Donnie started to make phone calls to his clients and, before the couple knew it, they had a van full of water, Gatorade, snacks, blankets, clothes and personal hygiene items.

Mary (left) and Donnie (right) Edwards took a mission trip last week and delivered a van full of supplies from local businesses and fire departments to Hurricane Florence victims in Lumberton. Donations are currently being taken for hurricane victims at Green Creek First Baptist Church, the Ingles in Landrum and Tryon Estates. (Submitted photo)

Local businesses, fire departments and a church quickly chipped in to help with supplies, including donations from Southern Manners restaurant in Columbus, Food Lion in Columbus, Tryon Food and Fuel, the IGA in Tryon, the Texaco V Go Market in Columbus and the Columbus and Tryon fire departments.

Mill Spring First Baptist Church let the two take the church van because there were so many supplies to take.

“When there was no more room, we headed out,” Mary said.

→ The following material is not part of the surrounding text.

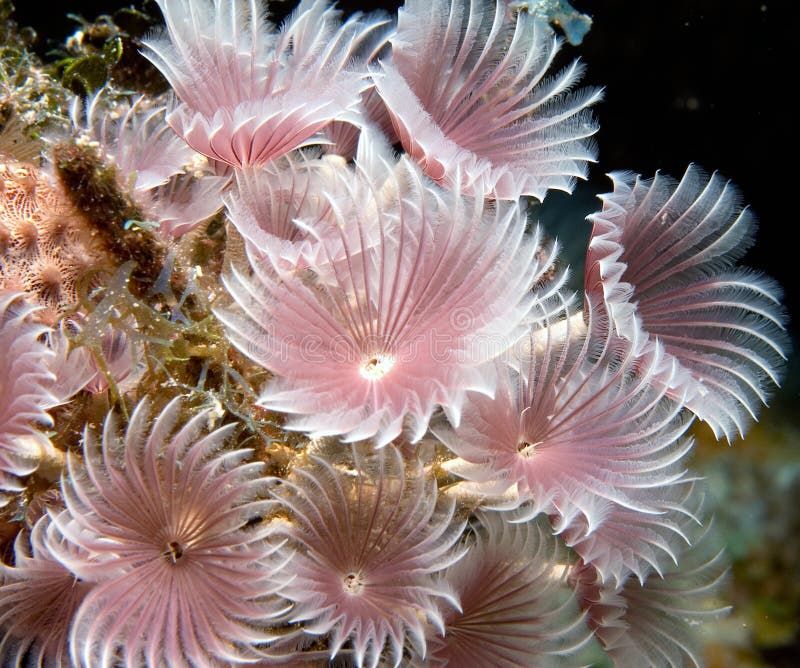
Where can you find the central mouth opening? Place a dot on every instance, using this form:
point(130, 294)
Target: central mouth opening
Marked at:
point(376, 367)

Once the couple hit the flood area, they Googled the nearest fire department and stopped in the town of Pembroke, where Fire Chief Timothy Ryan Locklear greeted them. He told the couple they could take some of the Polk County supplies, but the real need was at Raft Swamp.

“We unloaded a few cases of water and left for the hard-hit area,” Mary said.

Raft Swamp Fire Department is in Lumberton, and was hosting the “Cajun Navy,” which came to the area to help from Louisiana.

Mary said Raft Swamp Fire Chief John Locklear welcomed them and told them they were told supplies were coming, but the department was getting nothing.

“There must have been 20 men lined up to unload the items, and all seemed grateful,” Mary said.

With the goods delivered and successfully picking up their friend, Mary said she and Donnie kept talking on the way home of how good it made them feel to help out.

“It made us appreciate how we were spared from the storm [in Polk County],” she said.

“Thank you, everyone for helping make this mission trip possible,” Donnie said. “We couldn’t do it without you all. God has truly blessed us.”

As of Thursday, more than 40 deaths had been attributed to the hurricane, which was the wettest to ever hit North Carolina, dumping 30 inches of rain in some areas.

The city of Wilmington was cut off from the rest of the mainland by floodwaters, and Lumberton was one of the worst hit areas with flooding. The damage from the hurricane as of this week was estimated at $17 billion.

There are ways to help victims locally. The Green Creek First Baptist Church is collecting donations, as well as the Ingles in Landrum and Tryon Estates.